Sur le triple amour de Dieu.


1. « N'aimez point le monde, ni ce qui est dans le monde, car tout ce qui est dans le monde est, ou concupiscence de la chair, ou concupiscence des yeux, ou ambition du siècle, toutes choses qui ne viennent point du Père (Joan. II, 17). » Mais quoi, y a-t-il donc quelque chose qui vienne du Père, et qui nous indemnise de tout cela ? Oui certainement, et ce quelque chose est bien plus doux et bien plus aimable que tout ce qui précède; mais il n'est point confié aux serviteurs, il ne l'est qu'aux amis. Or, quiconque veut être ami de ce monde se fait ennemi de Dieu. C'est aux amis qu'il fait part de ses desseins, à eux qu'il dit : « Je vous ai fait connaître tout ce que j'ai appris de mon Père (Joann. XV, 15). » Saint Grégoire démontre que cette connaissance n'est autre que l'amour.

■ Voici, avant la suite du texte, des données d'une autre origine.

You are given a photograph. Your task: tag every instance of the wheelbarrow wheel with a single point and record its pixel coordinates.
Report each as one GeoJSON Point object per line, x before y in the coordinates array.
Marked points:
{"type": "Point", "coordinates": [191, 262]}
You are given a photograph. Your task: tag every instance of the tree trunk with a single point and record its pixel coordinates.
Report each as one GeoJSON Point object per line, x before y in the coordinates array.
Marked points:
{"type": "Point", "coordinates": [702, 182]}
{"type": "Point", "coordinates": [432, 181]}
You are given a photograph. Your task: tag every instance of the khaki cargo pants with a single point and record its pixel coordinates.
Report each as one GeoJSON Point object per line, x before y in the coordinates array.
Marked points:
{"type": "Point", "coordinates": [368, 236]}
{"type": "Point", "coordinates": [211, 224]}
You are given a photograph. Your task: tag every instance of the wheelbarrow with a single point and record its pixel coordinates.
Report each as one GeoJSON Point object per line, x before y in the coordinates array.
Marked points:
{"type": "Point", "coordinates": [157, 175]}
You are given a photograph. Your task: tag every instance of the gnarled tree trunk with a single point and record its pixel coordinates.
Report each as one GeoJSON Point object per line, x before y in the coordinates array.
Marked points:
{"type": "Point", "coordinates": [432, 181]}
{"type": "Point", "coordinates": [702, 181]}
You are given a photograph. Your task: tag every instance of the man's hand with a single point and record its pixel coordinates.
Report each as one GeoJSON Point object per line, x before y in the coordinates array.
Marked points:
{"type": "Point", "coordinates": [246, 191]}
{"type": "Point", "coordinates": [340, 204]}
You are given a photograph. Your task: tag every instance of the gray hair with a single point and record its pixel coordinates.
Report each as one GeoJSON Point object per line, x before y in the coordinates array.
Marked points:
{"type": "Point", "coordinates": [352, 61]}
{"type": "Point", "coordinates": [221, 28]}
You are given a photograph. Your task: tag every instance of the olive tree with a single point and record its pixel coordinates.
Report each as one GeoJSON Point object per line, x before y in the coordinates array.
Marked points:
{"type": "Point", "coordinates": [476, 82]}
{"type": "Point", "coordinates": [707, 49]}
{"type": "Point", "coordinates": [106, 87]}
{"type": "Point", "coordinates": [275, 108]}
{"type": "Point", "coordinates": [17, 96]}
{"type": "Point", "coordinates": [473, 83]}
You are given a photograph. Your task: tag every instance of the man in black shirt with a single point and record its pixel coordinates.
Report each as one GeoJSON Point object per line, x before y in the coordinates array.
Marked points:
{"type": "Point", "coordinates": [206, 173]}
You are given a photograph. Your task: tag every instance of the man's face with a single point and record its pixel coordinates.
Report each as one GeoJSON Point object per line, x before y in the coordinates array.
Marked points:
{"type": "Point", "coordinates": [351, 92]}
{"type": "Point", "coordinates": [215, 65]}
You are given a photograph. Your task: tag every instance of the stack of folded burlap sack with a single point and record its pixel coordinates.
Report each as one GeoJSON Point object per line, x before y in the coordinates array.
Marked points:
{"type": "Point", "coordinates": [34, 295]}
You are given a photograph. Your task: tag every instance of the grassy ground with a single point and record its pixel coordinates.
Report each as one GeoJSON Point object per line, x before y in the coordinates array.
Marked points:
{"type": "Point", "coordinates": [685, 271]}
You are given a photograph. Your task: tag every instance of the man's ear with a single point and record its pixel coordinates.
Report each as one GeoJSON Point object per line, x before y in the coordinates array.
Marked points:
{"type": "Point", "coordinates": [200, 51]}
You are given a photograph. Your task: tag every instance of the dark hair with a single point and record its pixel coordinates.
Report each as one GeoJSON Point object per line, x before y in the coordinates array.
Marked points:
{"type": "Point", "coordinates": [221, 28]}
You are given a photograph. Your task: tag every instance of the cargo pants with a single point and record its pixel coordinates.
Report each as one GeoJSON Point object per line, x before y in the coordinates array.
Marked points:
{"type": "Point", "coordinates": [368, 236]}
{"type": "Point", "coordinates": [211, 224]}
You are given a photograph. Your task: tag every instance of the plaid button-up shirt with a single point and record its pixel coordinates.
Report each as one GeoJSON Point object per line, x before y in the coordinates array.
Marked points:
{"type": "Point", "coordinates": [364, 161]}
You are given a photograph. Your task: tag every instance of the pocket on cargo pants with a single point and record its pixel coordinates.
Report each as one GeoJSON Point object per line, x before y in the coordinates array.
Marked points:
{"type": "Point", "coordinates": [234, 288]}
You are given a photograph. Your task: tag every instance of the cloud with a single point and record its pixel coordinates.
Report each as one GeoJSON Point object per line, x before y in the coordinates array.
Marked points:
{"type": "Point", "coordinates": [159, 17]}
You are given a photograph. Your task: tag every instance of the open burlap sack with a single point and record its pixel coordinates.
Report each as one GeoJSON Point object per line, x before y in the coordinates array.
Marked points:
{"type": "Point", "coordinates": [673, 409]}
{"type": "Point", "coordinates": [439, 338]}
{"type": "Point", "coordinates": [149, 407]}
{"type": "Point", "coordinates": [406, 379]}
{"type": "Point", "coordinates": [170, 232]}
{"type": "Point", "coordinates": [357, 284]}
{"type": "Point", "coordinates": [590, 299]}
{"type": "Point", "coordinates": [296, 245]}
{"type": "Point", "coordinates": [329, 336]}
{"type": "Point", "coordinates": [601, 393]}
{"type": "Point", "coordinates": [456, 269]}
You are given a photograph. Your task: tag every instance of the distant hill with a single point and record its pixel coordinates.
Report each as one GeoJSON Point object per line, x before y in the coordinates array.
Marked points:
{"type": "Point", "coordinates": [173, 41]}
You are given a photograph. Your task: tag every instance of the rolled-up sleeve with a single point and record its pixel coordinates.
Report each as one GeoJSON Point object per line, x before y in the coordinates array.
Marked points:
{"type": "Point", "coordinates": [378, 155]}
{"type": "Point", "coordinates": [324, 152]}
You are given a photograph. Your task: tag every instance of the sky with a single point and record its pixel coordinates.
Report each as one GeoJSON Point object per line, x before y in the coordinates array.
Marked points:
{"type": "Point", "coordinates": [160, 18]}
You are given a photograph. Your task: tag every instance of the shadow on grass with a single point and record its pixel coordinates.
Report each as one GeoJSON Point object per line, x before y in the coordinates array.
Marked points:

Or, il y a trois sortes d'amour qui excluent ces trois choses qui ne viennent point de Dieu. C'est pour cette raison, je pense, que le Seigneur a dit par trois fois à saint Pierre. « M'aimes-tu, m'aimes-tu, m'aimes-tu (Joann. XXI, 15) ? » Peut-être bien, est-ce aussi à cause de cela qu'il est dit dans la Loi : « Vous aimerez le Seigneur, votre Dieu, de tout votre cœur, de toute votre âme et de toutes vos forces (Deut. VI, 5) ; » c'est-à-dire vous aimerez avec tendresse, avec affection, vous aimerez avec prudence, vous aimerez avec force. L'amour du cœur a quelque ressemblance avec l'amour de la chair, puisque les affections sont particulièrement attribuées au cœur. Quant à l'âme, elle sonne déjà à nos oreilles comme quelque chose de plus élevé, aussi est-elle appelée le siège de la sagesse, en sorte que c'est à elle qu'il semble départi d'aimer Dieu avec prudence.

(à suivre)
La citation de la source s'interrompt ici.